There are many ways to treat and control symptoms. The best way is through aggressive occupational and physical therapy along with psychological counseling. If someone told me back when I was struggling that I should just do PT and suffer through the pain and 5 years later I would be able to control my symptoms I wouldn’t have believed you and tried one of the many dangerous short lived effects of heavy medications, nerve blocks, and/or infusions. Thankfully my parents made me follow through with the plan the PPRC gave us. Now there are somethings I don’t agree with in regards to their practice but I do agree with most things. I am against using opioids and heavy medications to treat chronic pain, but I am for using opioids and heavy medications for acute injury/dislocation recovery. I am not against opioids or infusions- I have had infusions and have used opioids. I believe that they are a last resort level 10 pain used only when 100% necessary on occasion. Getting with a PT is the first step to recovery.
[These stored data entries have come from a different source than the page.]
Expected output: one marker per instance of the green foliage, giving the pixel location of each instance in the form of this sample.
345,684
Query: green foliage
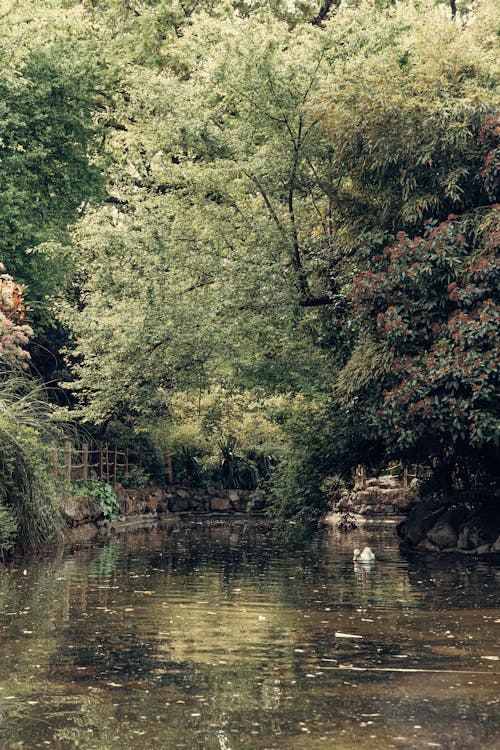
8,529
433,300
27,431
102,492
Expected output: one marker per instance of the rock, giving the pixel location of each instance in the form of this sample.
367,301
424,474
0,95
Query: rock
480,529
220,503
445,531
388,482
77,510
495,547
180,504
83,533
419,521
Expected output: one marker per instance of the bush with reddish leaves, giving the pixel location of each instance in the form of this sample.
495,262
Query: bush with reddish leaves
434,301
15,333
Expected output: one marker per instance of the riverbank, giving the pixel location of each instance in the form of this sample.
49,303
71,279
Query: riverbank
83,519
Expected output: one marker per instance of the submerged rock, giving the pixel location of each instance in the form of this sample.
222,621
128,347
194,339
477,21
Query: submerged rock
437,527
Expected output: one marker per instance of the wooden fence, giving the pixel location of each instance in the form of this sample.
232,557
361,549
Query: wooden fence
89,461
402,471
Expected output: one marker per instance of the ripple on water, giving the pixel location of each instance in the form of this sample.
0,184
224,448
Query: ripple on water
215,636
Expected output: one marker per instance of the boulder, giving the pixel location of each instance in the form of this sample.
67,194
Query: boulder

Now please note I do have flare ups every now and again but most arise when I have a dislocation or subluxation. My pain gets to serious levels where I actually lose consciousness and pass out. I do not regularly have sensory issues and if I do- I address it right away. Meaning if a blanket is bothering me- I rub the blanket all over where it is bothering me and desensitize the crap out of it. If I am in the shower and water is hurting me- I stay in the shower longer and desensitize. and YES THIS HURTS. Sometimes I cry or pass out (also note I am always in a safe position if I am desensitizing to ensure I will not get hurt) but I do it anyways because I control what I wear and what I do- my body does not. Yes with the EDS that is debatable but with the RSD it is not.
The treatment for RSD is retraining the nerves.
Retraining them that blankets are not crushing me, shower drops are not bullets, and touch is not like knives. I say what I say because I was someone that for TWO YEARS could not be touched, put a shoe on my foot, wear pants (I only wore shorts), wear bracelets or necklaces, could not receive hugs or high fives- when I said could not be touched I meant it, would have tears streaming down my face when I worked out, and hated my body. I went through all you are going through and after every dislocation- I have to do it again. and again. and again. I cannot control the dislocations but I am doing my damn best to control how my body responds after sensory wise. I still get color changes. I still get hot/cold flashes. I still suffer insurmountable pain every day, but I choose when I shower and for how long, I choose what I wear based on what I want to look like, I choose what form of exercise I do, and I choose to able to hug, give high fives, brush up against people, and cuddle with Jared when watching a movie. I choose that life. A life that requires insane upkeep to desensitize- but I have, continue, and would do it all over again to maintain trying to live a life as normal as possible.
RSD is a constant burning pain and this is why I am called “the girl on fire.”